La Batalla

La Batalla, la imponente adaptación al cómic de la novela homónima de Patrick Rambaud (ganadora del Premio Goncourt), es una de las cumbres del género histórico en el noveno arte. Con guion de Frédéric Richaud y un dibujo magistral de Iván Gil, esta obra se aleja de la hagiografía napoleónica para sumergir al lector en el barro, la sangre y el caos de la batalla de Aspern-Essling, ocurrida en mayo de 1809.

La narrativa se sitúa en un momento crítico de las Guerras Napoleónicas. Tras la toma de Viena, Napoleón Bonaparte busca asestar el golpe definitivo al ejército austriaco del archiduque Carlos. Sin embargo, para lograrlo, debe cruzar el caudaloso río Danubio. La trama no se limita a la estrategia de salón; se centra en la logística desesperada, la construcción de puentes precarios bajo tormentas incesantes y la vulnerabilidad de una maquinaria bélica que, hasta ese momento, se consideraba invencible.

El relato utiliza como hilo conductor al coronel Louis-François Lejeune, un oficial de enlace y pintor que actúa como los ojos del lector en el campo de batalla. A través de sus misiones de reconocimiento y sus constantes viajes entre los distintos frentes, la obra ofrece una visión panorámica y, a la vez, asfixiante del conflicto. Junto a él, desfilan figuras históricas de la talla de los mariscales Lannes y Masséna, retratados no como semidioses de bronce, sino como hombres agotados, irritables y conscientes de la carnicería que están presenciando.
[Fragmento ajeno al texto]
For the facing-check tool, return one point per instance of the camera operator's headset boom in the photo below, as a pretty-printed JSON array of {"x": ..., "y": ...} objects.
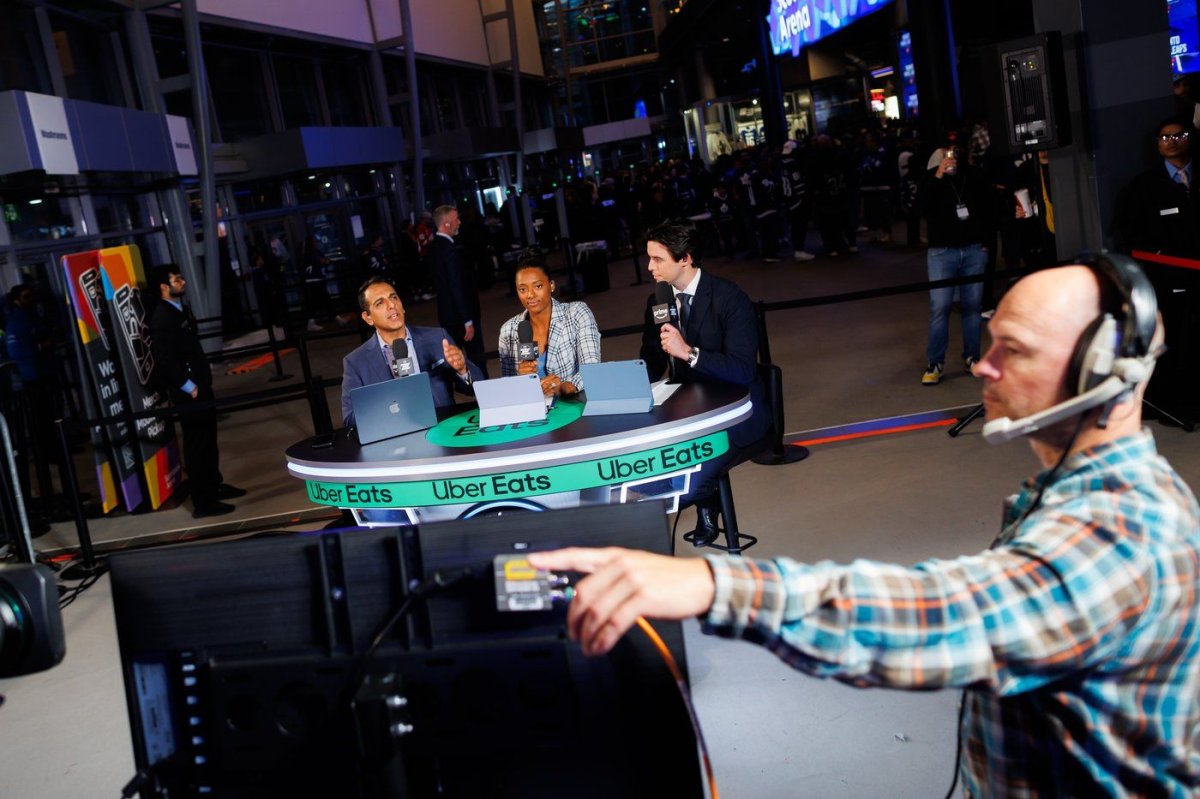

También aparece un joven Henri Beyle (el futuro Stendhal), cuya perspectiva aporta un contrapunto intelectual y cínico a la brutalidad del frente.
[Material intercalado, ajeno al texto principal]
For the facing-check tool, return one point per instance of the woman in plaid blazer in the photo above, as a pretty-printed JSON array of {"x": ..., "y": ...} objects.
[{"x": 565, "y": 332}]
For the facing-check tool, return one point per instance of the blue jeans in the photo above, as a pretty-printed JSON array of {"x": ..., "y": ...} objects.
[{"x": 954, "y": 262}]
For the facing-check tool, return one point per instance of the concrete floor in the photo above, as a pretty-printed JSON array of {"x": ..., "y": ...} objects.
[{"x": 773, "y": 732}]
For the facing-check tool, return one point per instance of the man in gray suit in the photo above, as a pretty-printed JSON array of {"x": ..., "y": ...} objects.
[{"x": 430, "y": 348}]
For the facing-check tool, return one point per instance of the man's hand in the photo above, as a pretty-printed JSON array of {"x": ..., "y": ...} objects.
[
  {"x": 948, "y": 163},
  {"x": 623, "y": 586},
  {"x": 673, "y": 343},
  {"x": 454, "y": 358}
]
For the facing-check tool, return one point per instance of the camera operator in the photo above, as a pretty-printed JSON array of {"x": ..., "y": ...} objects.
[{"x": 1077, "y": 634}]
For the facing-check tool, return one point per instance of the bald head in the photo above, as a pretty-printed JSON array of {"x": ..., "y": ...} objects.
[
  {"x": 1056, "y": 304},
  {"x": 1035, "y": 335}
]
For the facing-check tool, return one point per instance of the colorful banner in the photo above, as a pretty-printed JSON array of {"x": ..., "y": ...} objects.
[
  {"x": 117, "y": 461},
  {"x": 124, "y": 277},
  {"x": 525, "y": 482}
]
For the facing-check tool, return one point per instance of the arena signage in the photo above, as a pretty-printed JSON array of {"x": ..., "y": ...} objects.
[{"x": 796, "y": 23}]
El guion de Richaud destaca por su capacidad para condensar la densidad de la prosa de Rambaud en una narrativa visual fluida. No hay concesiones al romanticismo bélico. La obra se estructura en torno a la tensión creciente: la espera angustiosa, el cruce del río y, finalmente, el choque brutal en las aldeas de Aspern y Essling. El ritmo es implacable, alternando momentos de calma tensa con secuencias de acción donde la escala del desastre es total.
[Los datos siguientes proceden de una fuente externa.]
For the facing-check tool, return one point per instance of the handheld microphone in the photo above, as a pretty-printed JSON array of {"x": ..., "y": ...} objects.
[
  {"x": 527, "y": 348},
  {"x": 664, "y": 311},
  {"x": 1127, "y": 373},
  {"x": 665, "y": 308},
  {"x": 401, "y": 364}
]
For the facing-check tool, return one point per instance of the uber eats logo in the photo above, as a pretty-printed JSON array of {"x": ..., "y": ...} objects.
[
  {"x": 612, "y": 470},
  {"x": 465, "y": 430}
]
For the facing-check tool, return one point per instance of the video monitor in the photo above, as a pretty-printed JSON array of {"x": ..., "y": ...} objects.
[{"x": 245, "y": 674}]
El apartado gráfico de Iván Gil es, sencillamente, prodigioso. Su estilo se caracteriza por un rigor histórico obsesivo en los uniformes, el armamento y la arquitectura de la época. Gil logra lo que pocos dibujantes consiguen: manejar masas ingentes de soldados en viñetas detalladas sin que la composición resulte confusa. Su uso de la perspectiva en las dobles páginas permite comprender la magnitud geográfica del enfrentamiento, mientras que en los planos cortos transmite con crudeza el horror de las heridas de metralla y el agotamiento físico de los combatientes. El color juega un papel fundamental, evolucionando desde los tonos brillantes de los uniformes al inicio de la jornada hasta los grises, marrones y rojos saturados que dominan el clímax de la contienda.

"La Batalla" no es solo un cómic sobre táctica militar; es un estudio sobre la condición humana bajo presión extrema. Explora la futilidad del sacrificio, el peso del ego de los comandantes y la transformación de la guerra en una industria de muerte que empezaba a superar la capacidad de comprensión de sus propios protagonistas. Es una obra desprovista de artificios heroicos innecesarios, que prefiere centrarse en el ruido de los cañones, el olor a pólvora y la fragilidad de los puentes que separan la gloria del desastre absoluto.

En definitiva, este cómic representa una lectura esencial para cualquier interesado en la historia napoleónica o en la narrativa bélica realista. Es un testimonio visual impactante que logra capturar el momento exacto en que el mito de la invencibilidad de Napoleón comenzó a resquebrajarse entre el lodo del Danubio, ofreciendo una experiencia inmersiva que perdura mucho después de cerrar el tomo.